D. Le don d’organe n’interfère aucunement avec
les pratiques funéraires et le don peut rester anonyme à moins
que la famille ne décide autrement.
TITRE ABRÉGÉ
Loi concernant le don d’organe
DÉFINITIONS
Donneur vivant : Les organes et les tissus qui
peuvent être donnés même si le donneur est vivant sont le foie et
un rein. Il est à noter que les organes et les tissus qui peuvent
être donnés après le décès sont le cœur, le foie, les reins, le
pancréas, les poumons, l'intestin grêle, l'estomac, la cornée, les
valvules cardiaques, les os et la peau.
Carte de donneur : Carte signée par le citoyen
canadien permettant au système de santé d’utiliser ses organes suite
à sa mort. Cette carte est souvent jointe au permis de conduire
ou à la carte santé.
ARTICLE
QU’IL SOIT MAINTENANT RÉSOLU ET DÉCRÉTÉ QUE :
Le don d’organe soit obligatoire dès maintenant
pour tout citoyen ayant plus de 16 ans et que toute personne s’y
opposant puisse le faire par les moyens suivants :
- En formulant et en signant son opposition officielle écrite
et la remettre par la suite à son médecin ou au « Réseau Trillium
pour le don de vie.»
- En formulant son opposition de façon orale en présence d’au
moins deux (2) témoins.
- En appliquant ou en renouvelant sa carte de santé et/ou son
permis de conduire.
- La décision du don d’organe pour les enfants de moins de 16
ans sera prise par les parents jusqu’à ce que cet enfant atteigne
l’âge requis pour décider du don d’organe.• Pour toute personne
n’ayant pas les capacités de prendre une décision informée, en
tenant compte des bienfaits et des risques de cette dernière,
la décision finale sera prise par un remplaçant: le ou la conjointe
de la personne, son tuteur, les enfants, les parents, un frère
ou une sœur, l’un de ses proches parents ou le procureur au soin
de la personne. Il est à noter que, pour tout citoyen, l’absence
d’une abstention résultera donc au don d’organe automatique à
son décès.
- Le gouvernement s’engage par le biais de campagnes de sensibilisation
à informer la population ontarienne des bienfaits et des risques
reliés aux dons d’organe et de comment s’y abstenir.
Le présent projet de loi entrera en vigueur le jour où elle recevra
la sanction royale.
LOI CONCERNANT LES ÉCOLES ÉCOLOGIQUES
PRÉAMBULE
Attendu que :
A- Les produits écologiques doivent être accessibles à tous les
élèves ontariens et ontariennes qui veulent en consommer.

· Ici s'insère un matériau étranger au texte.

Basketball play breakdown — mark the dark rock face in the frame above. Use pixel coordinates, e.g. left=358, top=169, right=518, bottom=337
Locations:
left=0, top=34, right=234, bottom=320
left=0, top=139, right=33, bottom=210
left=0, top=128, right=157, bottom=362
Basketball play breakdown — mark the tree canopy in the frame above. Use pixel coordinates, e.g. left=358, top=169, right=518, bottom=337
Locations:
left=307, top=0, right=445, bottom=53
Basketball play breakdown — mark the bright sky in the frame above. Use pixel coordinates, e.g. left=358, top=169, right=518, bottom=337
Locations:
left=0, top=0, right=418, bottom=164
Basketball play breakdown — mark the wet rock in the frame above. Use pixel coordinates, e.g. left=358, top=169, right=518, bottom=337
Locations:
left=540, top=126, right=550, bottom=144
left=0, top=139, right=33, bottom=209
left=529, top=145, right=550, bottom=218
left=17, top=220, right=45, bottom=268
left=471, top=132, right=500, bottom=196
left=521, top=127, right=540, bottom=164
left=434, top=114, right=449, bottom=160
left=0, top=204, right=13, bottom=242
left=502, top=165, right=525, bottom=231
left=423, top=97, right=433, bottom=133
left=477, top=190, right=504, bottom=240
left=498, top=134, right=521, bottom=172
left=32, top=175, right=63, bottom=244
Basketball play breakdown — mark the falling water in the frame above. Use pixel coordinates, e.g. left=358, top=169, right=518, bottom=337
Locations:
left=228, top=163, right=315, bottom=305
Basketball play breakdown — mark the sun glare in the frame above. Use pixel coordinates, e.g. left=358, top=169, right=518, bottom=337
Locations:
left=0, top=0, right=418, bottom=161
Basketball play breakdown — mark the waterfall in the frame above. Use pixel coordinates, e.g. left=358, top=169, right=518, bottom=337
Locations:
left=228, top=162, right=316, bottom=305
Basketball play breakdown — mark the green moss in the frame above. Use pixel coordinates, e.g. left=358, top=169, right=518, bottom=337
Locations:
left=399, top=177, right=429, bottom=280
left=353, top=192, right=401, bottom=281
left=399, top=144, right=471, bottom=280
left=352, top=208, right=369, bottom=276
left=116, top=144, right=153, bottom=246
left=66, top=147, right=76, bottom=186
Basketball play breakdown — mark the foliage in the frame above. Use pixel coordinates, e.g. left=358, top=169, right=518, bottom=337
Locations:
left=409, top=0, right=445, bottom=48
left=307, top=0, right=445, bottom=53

B- Les écoles de l'Ontario sont des centres de l'activité communautaire
où les gens se réunissent pour apprendre, pour participer à des
activités communautaires et pour s'adonner aux sports et aux loisirs.
C- L’école est une source d’information importante pour les Ontariens
et les Ontariennes.
D- Tous les Ontariens et les Ontariennes doivent, de manière
égale, avoir le droit d’être informés en matière de choix écologiques.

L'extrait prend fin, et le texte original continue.